Challenged by the 48-Hour Disability Film Challenge

Last year, I was at a bar in New York City talking shop with a few other actors and artists from my alma mater, the University of North Carolina at Greensboro. We were talking about creating our own work and brainstorming on ways we could collaborate together. I soon found out about the 48-hour Disability Film Challenge. It was created to encourage artists with disabilities to collaborate with each other and other working artists without disabilities to make fun and engaging short films. I went back to the UNC-G folks I was talking with at the bar and pitched the idea that we should work on making a film for this challenge. We did. It was a fun experience and we created a silly romantic comedy called The Kerfuffle.

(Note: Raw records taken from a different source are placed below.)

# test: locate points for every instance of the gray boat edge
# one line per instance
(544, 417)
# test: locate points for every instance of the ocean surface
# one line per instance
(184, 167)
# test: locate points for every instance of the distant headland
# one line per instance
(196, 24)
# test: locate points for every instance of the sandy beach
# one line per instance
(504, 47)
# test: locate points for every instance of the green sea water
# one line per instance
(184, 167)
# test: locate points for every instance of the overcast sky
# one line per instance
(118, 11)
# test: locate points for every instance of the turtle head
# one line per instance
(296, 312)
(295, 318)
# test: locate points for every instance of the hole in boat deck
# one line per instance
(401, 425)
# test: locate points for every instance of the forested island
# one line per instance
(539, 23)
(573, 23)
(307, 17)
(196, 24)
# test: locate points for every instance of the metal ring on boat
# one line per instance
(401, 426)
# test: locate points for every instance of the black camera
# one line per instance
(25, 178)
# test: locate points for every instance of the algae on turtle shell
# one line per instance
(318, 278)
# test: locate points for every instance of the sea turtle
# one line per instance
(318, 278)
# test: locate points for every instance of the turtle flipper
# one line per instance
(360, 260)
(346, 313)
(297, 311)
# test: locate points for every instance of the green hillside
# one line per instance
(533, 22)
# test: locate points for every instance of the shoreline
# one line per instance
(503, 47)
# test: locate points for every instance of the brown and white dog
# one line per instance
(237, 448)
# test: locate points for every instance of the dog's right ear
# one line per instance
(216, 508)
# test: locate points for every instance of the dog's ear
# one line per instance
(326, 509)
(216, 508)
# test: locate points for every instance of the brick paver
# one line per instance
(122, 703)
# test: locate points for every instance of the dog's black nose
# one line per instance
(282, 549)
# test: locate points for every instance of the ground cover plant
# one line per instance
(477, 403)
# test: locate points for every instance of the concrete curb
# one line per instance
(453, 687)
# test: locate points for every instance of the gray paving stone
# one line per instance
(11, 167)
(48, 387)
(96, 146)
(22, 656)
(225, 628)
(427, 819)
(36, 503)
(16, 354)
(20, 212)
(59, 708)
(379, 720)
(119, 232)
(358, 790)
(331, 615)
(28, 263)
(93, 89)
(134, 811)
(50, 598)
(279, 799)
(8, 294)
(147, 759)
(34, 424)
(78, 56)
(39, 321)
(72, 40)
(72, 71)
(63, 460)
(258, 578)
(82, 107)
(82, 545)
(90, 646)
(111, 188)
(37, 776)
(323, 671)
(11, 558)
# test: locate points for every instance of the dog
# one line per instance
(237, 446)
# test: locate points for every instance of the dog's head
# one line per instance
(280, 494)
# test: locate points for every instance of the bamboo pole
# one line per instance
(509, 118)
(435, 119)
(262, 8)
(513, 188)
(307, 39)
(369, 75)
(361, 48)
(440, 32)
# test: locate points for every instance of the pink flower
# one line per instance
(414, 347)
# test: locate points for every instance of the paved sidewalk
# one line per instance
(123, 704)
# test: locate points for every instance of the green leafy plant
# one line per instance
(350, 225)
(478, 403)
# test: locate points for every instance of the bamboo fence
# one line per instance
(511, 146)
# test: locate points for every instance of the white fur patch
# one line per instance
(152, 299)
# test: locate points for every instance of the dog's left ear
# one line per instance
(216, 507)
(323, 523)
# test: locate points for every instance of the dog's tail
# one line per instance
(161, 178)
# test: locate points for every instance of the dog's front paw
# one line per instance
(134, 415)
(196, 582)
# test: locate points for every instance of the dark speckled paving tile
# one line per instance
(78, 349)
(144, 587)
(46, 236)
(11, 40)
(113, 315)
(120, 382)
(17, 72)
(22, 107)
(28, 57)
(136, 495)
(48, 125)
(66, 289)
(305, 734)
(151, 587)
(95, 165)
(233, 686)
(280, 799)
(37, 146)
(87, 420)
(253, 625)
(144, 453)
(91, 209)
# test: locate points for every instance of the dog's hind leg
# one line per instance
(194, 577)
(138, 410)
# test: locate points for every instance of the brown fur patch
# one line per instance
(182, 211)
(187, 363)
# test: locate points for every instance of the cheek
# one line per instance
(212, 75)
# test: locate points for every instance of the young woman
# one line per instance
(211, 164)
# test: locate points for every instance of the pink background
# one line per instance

This year I reached out to the guys I worked with the year before to “get the band back together.” We all agreed we wanted to do the film challenge again and I paid the registration but a few weeks before the challenge our band began to fall apart. Unforeseen conflicts led the filmmakers on the team to back out; I was left with just me, someone to help write and some donated camera gear. I don’t have the skill set to film or edit anything. How was I going to make this work?

I thought about giving up. I began to listen to that voice in my head telling me that it was a lost cause, that I did not have the time or resources to do it this year. After several restless nights, I reluctantly reached out to my sister-in-law since she went to film school, but that voice kept saying “why would she want to do this?” “I’m sure she would not want to do a crazy 48-hour challenge.”

Well, she did want to help and we were able to bring in a few additional people to contribute to the project. We made a film, a film that I was very proud of, a film that won “Best Film” in this year’s Disability Film Challenge. You can watch Lefty & Loosey here:

David Harrell Film Wins Best Picture in 2016 Disability Challenge

My performance and speaking work is centered on reminding people that we all will face challenges but it is our choice to not let those challenges and obstacles define who we are. This process reminds me that it is always a constant battle and I am always in need of a reminder to keep moving forward. Our fear and insecurity will always get in our way and it takes real courage to continue to move forward into the unknown toward our dreams and goals.

Let’s remember to always move forward; sometimes the path is going to need a detour but as long as we keep moving we will find our way back to our journey.